Beyond the immediate financial implications, the lawsuit highlights the tension between professional chiropractic standards and the administrative pressures of high-volume PIP clinics. It underscores the necessity for practitioners to maintain direct oversight of all billed services. For the broader medical community, the case serves as a reminder that corporate structures cannot be used to circumvent the ethical obligations inherent in patient care and insurance billing.

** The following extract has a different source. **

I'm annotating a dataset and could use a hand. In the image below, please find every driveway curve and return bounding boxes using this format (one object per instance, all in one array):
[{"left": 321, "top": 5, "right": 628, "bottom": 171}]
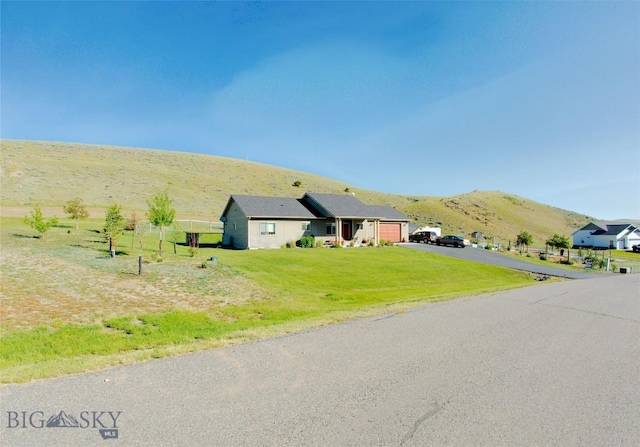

Conclusion: The Future of Insurance Integrity

The $1.25 million lawsuit against Adrian Sagman and his clinics underscored the extreme measures taken by carriers to combat the perceived exploitation of the no-fault system. This litigation demonstrated a clear shift toward using civil RICO statutes to address systematic billing irregularities in the healthcare sector. Industry stakeholders noted that the focus on “impossible” billing hours provided a tangible metric for identifying potential fraud, which encouraged other insurers to adopt similar data-driven investigative techniques.

Moving forward, the medical community found it necessary to implement stricter internal auditing processes to ensure that all physical therapy and chiropractic services met state supervision requirements. Legal experts suggested that practitioners should prioritize transparent corporate structures to avoid the appearance of regulatory evasion. Ultimately, this case established a precedent that influenced legislative discussions regarding the tightening of Florida’s Clinic Act and PIP regulations to better protect the financial integrity of the insurance market.